The fund will be managed by Kip Sheeline, a managing partner at Summit’s Palo Alto, Calif., office. Sheeline is a recent recruit from Hambrecht & Quist LLC, where, as a managing director, he specialized in communications investment banking. Partners at Summit have had a working relationship with Sheeline for more than 10 years, Mannion said. The firm currently is looking to add two more general partners to help run the fund.

Summit employs a staff of associates who each year “cold call” thousands of chief executive officers whose companies meet the Summit investment criteria. Mannion said the new fund would vet deals sourced through this team that otherwise would be considered too small for Summit’s mega-fund.

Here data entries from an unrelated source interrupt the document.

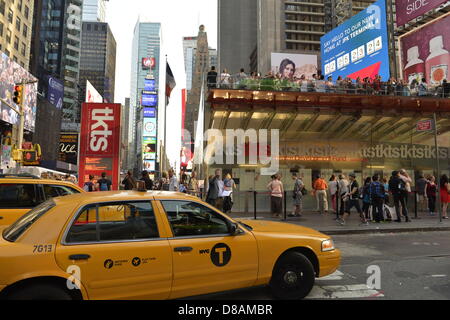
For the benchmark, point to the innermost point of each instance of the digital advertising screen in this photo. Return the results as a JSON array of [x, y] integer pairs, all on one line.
[[149, 99], [359, 46], [425, 53], [149, 84], [149, 127]]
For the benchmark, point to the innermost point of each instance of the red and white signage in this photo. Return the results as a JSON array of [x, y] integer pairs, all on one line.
[[100, 142], [148, 63]]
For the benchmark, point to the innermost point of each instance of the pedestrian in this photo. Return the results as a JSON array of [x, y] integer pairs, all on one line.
[[333, 190], [320, 188], [342, 190], [89, 186], [445, 197], [228, 186], [351, 199], [193, 187], [129, 182], [214, 192], [211, 78], [421, 194], [297, 196], [173, 182], [377, 196], [163, 183], [366, 197], [431, 191], [104, 184], [397, 187], [276, 195]]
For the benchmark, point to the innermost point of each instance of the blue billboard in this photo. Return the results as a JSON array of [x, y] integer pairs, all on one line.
[[359, 46]]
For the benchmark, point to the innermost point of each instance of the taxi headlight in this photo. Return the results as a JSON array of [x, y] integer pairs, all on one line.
[[327, 245]]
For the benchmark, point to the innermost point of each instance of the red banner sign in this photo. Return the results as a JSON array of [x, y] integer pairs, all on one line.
[[100, 142]]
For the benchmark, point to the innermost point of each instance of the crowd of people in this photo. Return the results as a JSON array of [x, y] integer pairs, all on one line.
[[371, 200], [285, 80]]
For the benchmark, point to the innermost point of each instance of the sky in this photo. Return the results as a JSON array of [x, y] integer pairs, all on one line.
[[179, 18]]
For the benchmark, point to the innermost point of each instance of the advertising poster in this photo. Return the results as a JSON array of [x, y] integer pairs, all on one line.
[[148, 63], [149, 99], [11, 74], [55, 91], [406, 10], [358, 47], [100, 142], [149, 112], [92, 95], [425, 53], [68, 147], [293, 65], [149, 127]]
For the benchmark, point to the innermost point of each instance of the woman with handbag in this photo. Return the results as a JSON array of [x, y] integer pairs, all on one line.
[[445, 197]]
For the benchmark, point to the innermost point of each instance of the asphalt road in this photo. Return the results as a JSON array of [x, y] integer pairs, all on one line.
[[411, 266]]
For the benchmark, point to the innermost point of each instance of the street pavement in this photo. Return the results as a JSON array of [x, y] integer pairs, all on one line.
[[412, 266], [327, 224]]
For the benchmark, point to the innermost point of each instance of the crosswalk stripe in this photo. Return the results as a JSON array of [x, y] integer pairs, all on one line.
[[344, 292]]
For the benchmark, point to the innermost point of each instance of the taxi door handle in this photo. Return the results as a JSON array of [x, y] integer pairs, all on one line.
[[183, 249], [79, 257]]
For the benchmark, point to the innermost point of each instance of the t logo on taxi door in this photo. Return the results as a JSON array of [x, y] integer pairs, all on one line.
[[221, 254]]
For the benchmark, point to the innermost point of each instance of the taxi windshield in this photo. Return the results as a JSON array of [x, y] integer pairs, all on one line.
[[13, 232]]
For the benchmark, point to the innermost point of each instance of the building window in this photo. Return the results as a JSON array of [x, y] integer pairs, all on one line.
[[8, 36], [10, 16]]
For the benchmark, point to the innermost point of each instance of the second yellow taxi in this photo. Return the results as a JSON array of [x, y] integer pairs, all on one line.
[[155, 245]]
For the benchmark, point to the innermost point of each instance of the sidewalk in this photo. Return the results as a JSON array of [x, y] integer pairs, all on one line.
[[326, 223]]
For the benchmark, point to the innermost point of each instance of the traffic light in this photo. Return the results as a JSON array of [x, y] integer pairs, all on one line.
[[18, 95]]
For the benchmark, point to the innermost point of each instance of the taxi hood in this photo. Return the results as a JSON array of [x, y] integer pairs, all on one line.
[[281, 227]]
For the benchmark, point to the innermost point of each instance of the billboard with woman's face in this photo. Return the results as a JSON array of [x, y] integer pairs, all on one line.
[[290, 66], [12, 74]]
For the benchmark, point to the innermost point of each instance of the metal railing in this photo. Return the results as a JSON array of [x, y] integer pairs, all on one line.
[[382, 88]]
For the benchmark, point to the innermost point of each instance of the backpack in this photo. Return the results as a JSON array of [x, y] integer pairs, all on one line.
[[103, 185], [88, 186]]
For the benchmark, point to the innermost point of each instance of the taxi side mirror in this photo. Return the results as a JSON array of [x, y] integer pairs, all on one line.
[[234, 229]]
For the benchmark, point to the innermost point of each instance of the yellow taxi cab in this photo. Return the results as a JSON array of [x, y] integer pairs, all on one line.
[[154, 245], [20, 193]]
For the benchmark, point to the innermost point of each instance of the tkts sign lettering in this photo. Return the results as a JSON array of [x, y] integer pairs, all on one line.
[[100, 142]]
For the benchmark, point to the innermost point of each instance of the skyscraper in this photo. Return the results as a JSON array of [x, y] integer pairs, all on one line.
[[98, 59], [237, 33], [145, 65], [16, 18], [94, 10]]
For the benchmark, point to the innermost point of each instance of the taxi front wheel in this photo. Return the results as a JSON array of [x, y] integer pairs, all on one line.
[[293, 277], [40, 292]]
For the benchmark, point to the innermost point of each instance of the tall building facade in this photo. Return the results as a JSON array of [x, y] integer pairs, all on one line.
[[190, 55], [94, 10], [276, 26], [98, 59], [16, 19], [145, 65], [237, 33]]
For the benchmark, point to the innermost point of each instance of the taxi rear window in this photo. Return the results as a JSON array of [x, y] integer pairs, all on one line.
[[13, 232]]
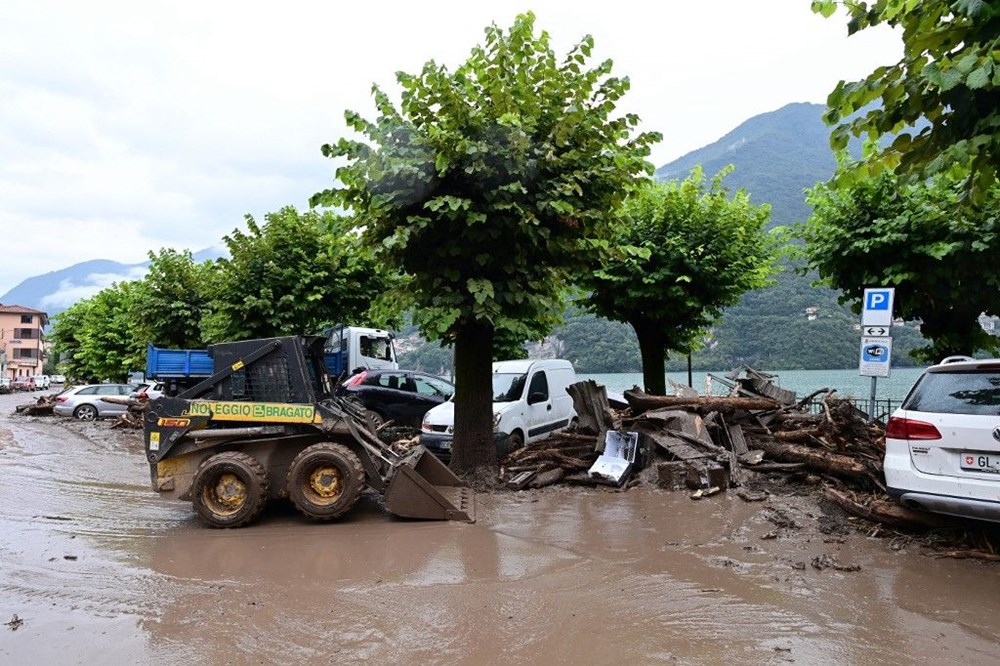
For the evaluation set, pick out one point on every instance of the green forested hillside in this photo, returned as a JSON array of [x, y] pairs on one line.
[[790, 325]]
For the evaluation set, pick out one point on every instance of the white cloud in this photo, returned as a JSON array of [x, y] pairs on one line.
[[70, 292], [126, 127]]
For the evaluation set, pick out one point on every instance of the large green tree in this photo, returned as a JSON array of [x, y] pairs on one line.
[[98, 338], [491, 187], [177, 298], [938, 255], [293, 274], [940, 101], [692, 249]]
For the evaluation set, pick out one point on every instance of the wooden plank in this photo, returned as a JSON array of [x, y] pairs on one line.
[[736, 438]]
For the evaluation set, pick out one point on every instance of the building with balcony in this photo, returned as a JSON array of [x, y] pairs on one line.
[[22, 339]]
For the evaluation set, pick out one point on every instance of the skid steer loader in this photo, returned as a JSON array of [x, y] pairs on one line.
[[265, 425]]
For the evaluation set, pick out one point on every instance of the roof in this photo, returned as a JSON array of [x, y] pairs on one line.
[[22, 309]]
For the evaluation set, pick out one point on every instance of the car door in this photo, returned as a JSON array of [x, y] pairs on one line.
[[383, 394], [110, 408], [427, 393], [540, 413]]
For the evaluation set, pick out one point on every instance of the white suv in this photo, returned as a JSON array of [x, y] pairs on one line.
[[942, 446]]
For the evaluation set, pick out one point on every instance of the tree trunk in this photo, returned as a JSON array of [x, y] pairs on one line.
[[653, 349], [473, 446]]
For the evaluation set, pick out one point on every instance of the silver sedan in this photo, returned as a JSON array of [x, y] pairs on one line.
[[86, 403]]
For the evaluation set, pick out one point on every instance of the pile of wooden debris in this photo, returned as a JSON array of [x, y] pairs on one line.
[[708, 444]]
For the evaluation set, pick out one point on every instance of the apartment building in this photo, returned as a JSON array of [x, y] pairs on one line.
[[22, 339]]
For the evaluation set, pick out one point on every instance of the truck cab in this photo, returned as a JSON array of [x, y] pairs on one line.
[[350, 348]]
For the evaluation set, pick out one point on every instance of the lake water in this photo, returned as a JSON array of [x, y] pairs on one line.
[[847, 383]]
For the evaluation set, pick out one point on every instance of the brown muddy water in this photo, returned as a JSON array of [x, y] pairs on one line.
[[99, 570]]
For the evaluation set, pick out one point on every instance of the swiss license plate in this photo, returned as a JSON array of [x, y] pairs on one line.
[[981, 462]]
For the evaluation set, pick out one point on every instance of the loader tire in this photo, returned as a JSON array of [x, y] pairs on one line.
[[325, 480], [230, 489]]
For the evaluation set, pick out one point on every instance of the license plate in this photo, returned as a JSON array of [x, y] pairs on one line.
[[981, 462]]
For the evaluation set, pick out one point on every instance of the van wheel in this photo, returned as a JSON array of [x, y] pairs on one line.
[[325, 480], [86, 412], [229, 489]]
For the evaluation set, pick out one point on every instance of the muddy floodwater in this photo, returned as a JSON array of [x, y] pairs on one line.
[[96, 569]]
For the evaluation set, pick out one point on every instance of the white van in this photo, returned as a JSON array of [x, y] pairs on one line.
[[530, 402]]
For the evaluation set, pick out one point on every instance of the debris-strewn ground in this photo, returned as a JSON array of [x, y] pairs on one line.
[[755, 442]]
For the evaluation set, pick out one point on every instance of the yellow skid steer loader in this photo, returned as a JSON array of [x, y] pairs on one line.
[[266, 425]]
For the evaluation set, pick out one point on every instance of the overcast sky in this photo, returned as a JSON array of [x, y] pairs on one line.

Making use of Summit’s small-deal flow was an idea originally advocated by Ernest Jacquet, a managing director who left Summit last year to found his own firm, Parthenon Capital, with John Rutherford, chairman of The Parthenon Group, a Boston-based consulting and investing firm.

When Jacquet launched Parthenon Capital’s $250 million fund last June, he said the two firms were working out a deal-sharing agreement by which Summit would forward leads on companies to Parthenon Capital that the larger firm deemed too problematic or small.

According to a spokesperson for Summit, the deal-sharing idea became “unworkable,” and the relationship with Parthenon Capital since has deteriorated. Parthenon’s Jacquet did not return calls seeking comment.

The love lost between the two firms likely will not affect Parthenon Capital’s continuing fund-raising efforts or its relations with investors, say limited partners already committed to the fund. Jacquet made no mention of any deal-sharing arrangement with Summit while marketing his fund, instead emphasizing his own record at Summit, according to Kelly DePonte, chief operating officer of Pacific Corporate Group, a Parthenon Capital LP.

“Ernest was very clear about his own contacts and deal sourcing,” DePonte said.